وَمَا أَمْوَالُكُمْ وَلَا أَوْلَادُكُم بِالَّتِي تُقَرِّبُكُمْ عِندَنَا زُلْفَى إِلَّا مَنْ آمَنَ وَعَمِلَ صَالِحًا فَأُوْلَئِكَ لَهُمْ جَزَاء الضِّعْفِ بِمَا عَمِلُوا وَهُمْ فِي الْغُرُفَاتِ آمِنُونَ ﴿٣٧﴾


Ayet Transkripsiyonu ve Sade Meali

ve mâ emvâlu-kum ve lâ evlâdu-kum billetî (bi elletî) tukarribu-kum inde-nâ zulfâ illâ men âmene ve amile sâlihan fe ulâike lehum cezâu ed dı'fi bimâ amilû ve hum fî el gurufâti âminûne
söz öbeklerinin üzerine farenizi sürükleyerek çevirilerini görebilirsiniz.
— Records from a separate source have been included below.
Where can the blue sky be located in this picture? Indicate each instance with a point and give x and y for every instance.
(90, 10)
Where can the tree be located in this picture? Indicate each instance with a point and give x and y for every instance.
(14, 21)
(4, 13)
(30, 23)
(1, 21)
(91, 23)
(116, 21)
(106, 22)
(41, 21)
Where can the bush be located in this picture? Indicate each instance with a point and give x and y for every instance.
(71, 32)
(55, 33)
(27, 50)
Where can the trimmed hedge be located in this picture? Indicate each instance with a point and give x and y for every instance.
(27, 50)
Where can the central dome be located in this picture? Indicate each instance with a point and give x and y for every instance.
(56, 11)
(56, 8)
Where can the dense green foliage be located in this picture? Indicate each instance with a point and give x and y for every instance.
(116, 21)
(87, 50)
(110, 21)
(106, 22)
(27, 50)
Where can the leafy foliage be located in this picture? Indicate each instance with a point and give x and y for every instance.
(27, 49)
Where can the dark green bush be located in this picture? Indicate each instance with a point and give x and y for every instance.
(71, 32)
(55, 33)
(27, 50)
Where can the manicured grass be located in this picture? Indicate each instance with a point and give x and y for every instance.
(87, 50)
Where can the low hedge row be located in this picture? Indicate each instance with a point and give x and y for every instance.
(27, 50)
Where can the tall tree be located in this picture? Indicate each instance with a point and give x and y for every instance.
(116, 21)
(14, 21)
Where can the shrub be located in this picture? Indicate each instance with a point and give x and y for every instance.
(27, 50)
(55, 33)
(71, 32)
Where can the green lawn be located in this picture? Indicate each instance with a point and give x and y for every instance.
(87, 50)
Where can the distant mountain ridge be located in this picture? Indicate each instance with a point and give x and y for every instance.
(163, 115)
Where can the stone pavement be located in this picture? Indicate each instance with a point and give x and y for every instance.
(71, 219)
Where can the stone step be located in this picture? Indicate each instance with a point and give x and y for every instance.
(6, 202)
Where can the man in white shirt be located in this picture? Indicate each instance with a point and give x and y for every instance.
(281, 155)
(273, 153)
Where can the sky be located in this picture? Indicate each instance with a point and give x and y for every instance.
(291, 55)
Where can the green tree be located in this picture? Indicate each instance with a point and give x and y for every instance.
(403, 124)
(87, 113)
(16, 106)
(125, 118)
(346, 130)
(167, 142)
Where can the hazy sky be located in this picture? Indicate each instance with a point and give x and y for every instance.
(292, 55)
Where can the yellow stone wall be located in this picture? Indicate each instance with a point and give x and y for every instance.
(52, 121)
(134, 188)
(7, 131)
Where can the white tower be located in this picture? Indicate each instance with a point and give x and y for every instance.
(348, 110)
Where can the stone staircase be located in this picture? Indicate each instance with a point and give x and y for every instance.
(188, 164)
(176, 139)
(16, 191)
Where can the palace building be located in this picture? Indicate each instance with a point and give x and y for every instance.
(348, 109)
Çevirileri tablo halinde görmek için buraya tıklayın
Kelime Türkçe karşılığı
ve mâ ve değil
emvâlu-kum sizin mallarınız
ve lâ ve değil
evlâdu-kum sizin evlâtlarınız
billetî (bi elletî) ki o
tukarribu-kum sizi yakınlaştırır, yaklaştırır
inde-nâ bizim katımız, huzurumuz
zulfâ mertebe, yüksek derece, yüksek değer
illâ ancak, sadece, ...'den başka, ... hariç
men kimse
âmene âmenû oldu, hayattayken Allah'a ulaşmayı diledi
ve amile sâlihan ve salih amel (nefs tezkiyesi) yaptı
fe ulâike işte onlar, onlar
lehum onlar için, onlar için vardır
cezâu ceza, karşılık, mükâfat
ed dı'fi kat kat
bimâ sebebiyle
amilû yaptılar
ve hum ve onlar
fî el gurufâti yüksek yerlerde, yüksek makamlarda
âminûne emin olanlar, emniyette olanlar

Ve sizin mallarınız ve evlâtlarınız katımızda sizi, Bize yaklaştıracak yüksek değere sahip değildir. Âmenû olan ve salih amel (nefs tezkiyesi) yapanlar hariç. İşte onlar, onlar için amelleri sebebiyle kat kat mükâfat vardır. Ve onlar, yüksek makamlarda emin (emniyette) olanlardır.

SEBE SURESİ 37. Ayeti Elmalılı (sadeleştirilmiş - 2) Meali

Halbuki sizi huzurumuza yaklaştıracak olan, mallarınız ve evlatlarınız değildir. Ancak iman edip de salih amel işleyenlere gelince, işte onların amellerine karşı kendilerine kat kat mükafat vardır. Onlar cennet köşklerinde emniyet içindedirler.